Over the past two decades, a substantial amount of research has investigated the effects of thermal loads associated with the geothermal operation of energy piles on their mechanical response. Based on this research, consensus about the need for considering the effects of thermal loads on the geotechnical and structural design of energy piles has been achieved. However, the understanding of the influence of thermal loads on the mechanical response of energy piles has prevented the determination of when the effects of these loads should be considered in performance-based design, e.g., only when addressing the deformation (at serviceability limit states) or also the failure (at ultimate limit states) of such foundations.

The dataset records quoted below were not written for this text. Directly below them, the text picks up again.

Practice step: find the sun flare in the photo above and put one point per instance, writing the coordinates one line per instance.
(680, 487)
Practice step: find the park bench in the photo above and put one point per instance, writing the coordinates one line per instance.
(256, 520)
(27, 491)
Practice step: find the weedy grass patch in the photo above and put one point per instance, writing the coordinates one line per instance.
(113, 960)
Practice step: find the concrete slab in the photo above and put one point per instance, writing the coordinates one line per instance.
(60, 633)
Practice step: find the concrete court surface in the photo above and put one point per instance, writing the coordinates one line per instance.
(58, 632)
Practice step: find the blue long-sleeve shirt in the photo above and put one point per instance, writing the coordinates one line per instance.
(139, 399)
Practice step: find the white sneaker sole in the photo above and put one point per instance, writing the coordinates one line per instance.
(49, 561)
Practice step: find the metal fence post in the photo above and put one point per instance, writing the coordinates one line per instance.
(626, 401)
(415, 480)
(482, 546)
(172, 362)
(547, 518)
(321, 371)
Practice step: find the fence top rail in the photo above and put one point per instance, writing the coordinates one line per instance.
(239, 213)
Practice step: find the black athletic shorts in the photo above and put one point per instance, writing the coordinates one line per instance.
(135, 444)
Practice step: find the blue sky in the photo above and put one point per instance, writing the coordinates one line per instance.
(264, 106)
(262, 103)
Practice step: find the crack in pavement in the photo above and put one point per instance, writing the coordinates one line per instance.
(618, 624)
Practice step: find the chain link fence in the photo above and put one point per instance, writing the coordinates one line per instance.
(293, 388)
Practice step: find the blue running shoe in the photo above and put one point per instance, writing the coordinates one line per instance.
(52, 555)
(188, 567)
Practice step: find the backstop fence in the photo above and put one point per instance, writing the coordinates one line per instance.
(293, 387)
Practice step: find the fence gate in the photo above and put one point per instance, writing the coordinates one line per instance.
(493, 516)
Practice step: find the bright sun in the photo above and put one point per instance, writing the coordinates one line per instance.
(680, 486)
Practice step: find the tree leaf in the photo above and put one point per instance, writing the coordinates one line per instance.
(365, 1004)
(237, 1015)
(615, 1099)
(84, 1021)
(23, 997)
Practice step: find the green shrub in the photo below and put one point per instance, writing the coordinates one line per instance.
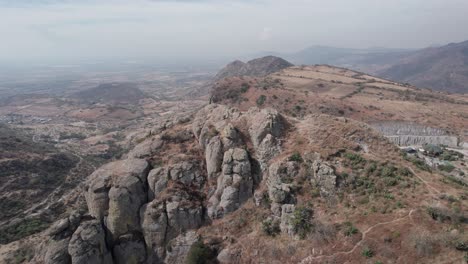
(301, 221)
(296, 156)
(199, 253)
(350, 229)
(261, 100)
(420, 164)
(446, 167)
(245, 87)
(22, 229)
(367, 252)
(355, 159)
(270, 228)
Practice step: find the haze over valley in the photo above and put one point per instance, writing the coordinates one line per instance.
(233, 132)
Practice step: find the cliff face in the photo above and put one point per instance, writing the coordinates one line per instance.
(142, 209)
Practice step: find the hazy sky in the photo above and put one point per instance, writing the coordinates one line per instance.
(49, 29)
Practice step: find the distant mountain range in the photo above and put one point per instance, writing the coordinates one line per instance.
(441, 68)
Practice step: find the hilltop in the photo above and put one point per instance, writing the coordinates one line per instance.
(442, 68)
(257, 67)
(114, 93)
(278, 169)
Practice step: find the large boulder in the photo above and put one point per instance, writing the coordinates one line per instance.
(266, 126)
(162, 221)
(211, 120)
(88, 244)
(214, 156)
(188, 173)
(179, 248)
(264, 122)
(157, 182)
(287, 217)
(57, 252)
(279, 182)
(325, 178)
(117, 190)
(146, 148)
(129, 249)
(234, 185)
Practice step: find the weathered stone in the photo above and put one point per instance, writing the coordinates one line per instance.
(227, 256)
(58, 227)
(279, 182)
(264, 122)
(129, 249)
(117, 190)
(179, 248)
(325, 178)
(163, 221)
(214, 156)
(88, 244)
(235, 185)
(187, 173)
(287, 214)
(57, 252)
(100, 182)
(157, 182)
(146, 149)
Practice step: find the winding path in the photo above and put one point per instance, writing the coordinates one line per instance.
(364, 234)
(434, 193)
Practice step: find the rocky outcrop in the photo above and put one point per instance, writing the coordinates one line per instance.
(214, 156)
(324, 178)
(146, 149)
(287, 215)
(117, 190)
(179, 248)
(266, 126)
(162, 221)
(88, 244)
(143, 215)
(280, 181)
(235, 185)
(129, 249)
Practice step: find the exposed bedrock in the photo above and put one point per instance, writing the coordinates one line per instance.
(409, 134)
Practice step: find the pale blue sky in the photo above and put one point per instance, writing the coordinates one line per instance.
(55, 29)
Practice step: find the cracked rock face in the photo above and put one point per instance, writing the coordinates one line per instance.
(180, 247)
(212, 119)
(235, 184)
(287, 215)
(279, 182)
(264, 122)
(57, 252)
(325, 178)
(266, 126)
(88, 244)
(122, 181)
(164, 221)
(129, 249)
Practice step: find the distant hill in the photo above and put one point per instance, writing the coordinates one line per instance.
(257, 67)
(112, 93)
(440, 68)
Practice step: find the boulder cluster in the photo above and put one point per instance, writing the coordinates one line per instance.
(139, 211)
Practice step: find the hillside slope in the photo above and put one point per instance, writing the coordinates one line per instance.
(443, 68)
(280, 170)
(257, 67)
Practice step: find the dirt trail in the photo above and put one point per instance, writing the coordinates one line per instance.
(434, 193)
(310, 259)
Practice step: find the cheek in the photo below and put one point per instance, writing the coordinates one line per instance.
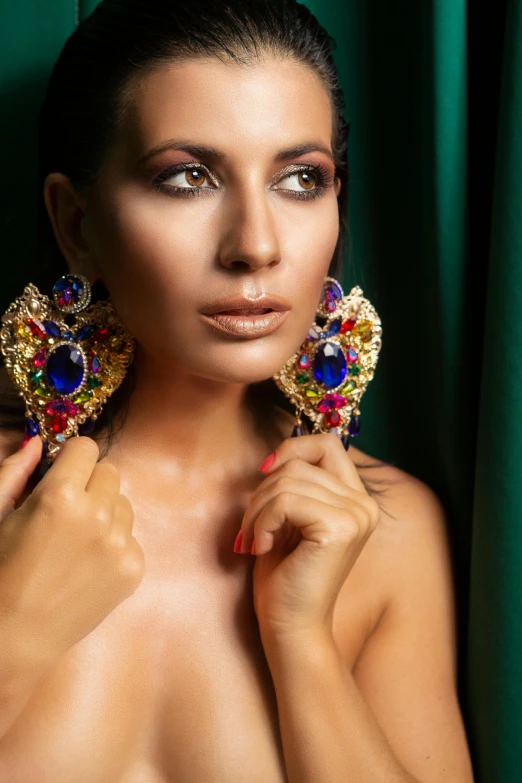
(149, 261)
(311, 247)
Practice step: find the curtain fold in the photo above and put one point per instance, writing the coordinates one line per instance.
(433, 91)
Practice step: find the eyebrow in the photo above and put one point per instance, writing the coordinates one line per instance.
(202, 150)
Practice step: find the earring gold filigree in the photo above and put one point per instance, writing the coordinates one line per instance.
(64, 372)
(326, 378)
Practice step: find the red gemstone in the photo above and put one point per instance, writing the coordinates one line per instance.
(35, 329)
(330, 402)
(347, 326)
(58, 423)
(63, 407)
(332, 418)
(39, 358)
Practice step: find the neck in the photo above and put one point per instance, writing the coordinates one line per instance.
(198, 425)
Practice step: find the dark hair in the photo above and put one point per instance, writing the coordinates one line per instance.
(90, 93)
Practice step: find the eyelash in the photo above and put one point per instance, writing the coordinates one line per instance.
(324, 181)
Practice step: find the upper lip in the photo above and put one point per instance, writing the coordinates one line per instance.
(267, 301)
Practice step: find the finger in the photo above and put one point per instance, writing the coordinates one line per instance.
(299, 469)
(105, 480)
(15, 471)
(322, 449)
(319, 523)
(283, 485)
(74, 462)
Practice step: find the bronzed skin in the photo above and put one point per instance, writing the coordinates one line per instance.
(173, 684)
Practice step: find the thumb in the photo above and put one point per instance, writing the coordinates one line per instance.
(15, 472)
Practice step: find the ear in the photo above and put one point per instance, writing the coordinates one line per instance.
(66, 210)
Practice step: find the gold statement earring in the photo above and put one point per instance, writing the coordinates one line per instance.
(64, 372)
(326, 378)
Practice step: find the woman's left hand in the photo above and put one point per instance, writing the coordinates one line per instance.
(310, 519)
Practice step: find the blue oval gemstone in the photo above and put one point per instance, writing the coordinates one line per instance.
(65, 369)
(334, 326)
(52, 329)
(329, 365)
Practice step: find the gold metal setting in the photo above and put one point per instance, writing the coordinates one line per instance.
(359, 331)
(27, 344)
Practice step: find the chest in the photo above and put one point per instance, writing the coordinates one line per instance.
(173, 686)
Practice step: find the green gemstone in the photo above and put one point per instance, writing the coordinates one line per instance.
(83, 397)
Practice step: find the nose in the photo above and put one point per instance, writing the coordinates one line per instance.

Looking at this challenge, this paper presents an investigation of the role of thermal loads in the mechanical response of energy piles to provide a theoretically based approach for the geotechnical and structural performance-based design of such foundations. The main conclusion that can be drawn from this study and the discussed ductility-based design approach is that thermal loads cause negligible effects at ultimate limit states from both a geotechnical and a structural perspective, while they cause significant effects that should be considered at serviceability limit states.

在过去的二十年中，大量研究研究了与能量堆的地热运行相关的热负荷对其机械响应的影响。基于这项研究，就需要考虑热负荷对能量桩的岩土和结构设计的影响达成了共识。但是，由于了解热负荷对能量堆机械响应的影响，因此无法确定在基于性能的设计中应何时考虑这些负荷的影响，例如仅在解决变形时（在使用极限状态下）或此类基金会的失败（处于最终极限状态）。面对这个挑战，本文提出了对热载荷在能量桩力学响应中的作用的研究，从而为基于岩土和结构性能的基础设计提供了理论上的方法。可以从这项研究和讨论的基于延性的设计方法得出的主要结论是，从岩土和结构的角度来看，热载荷在极限极限状态下的影响可忽略不计，而在可使用极限时则应考虑这些重大影响状态。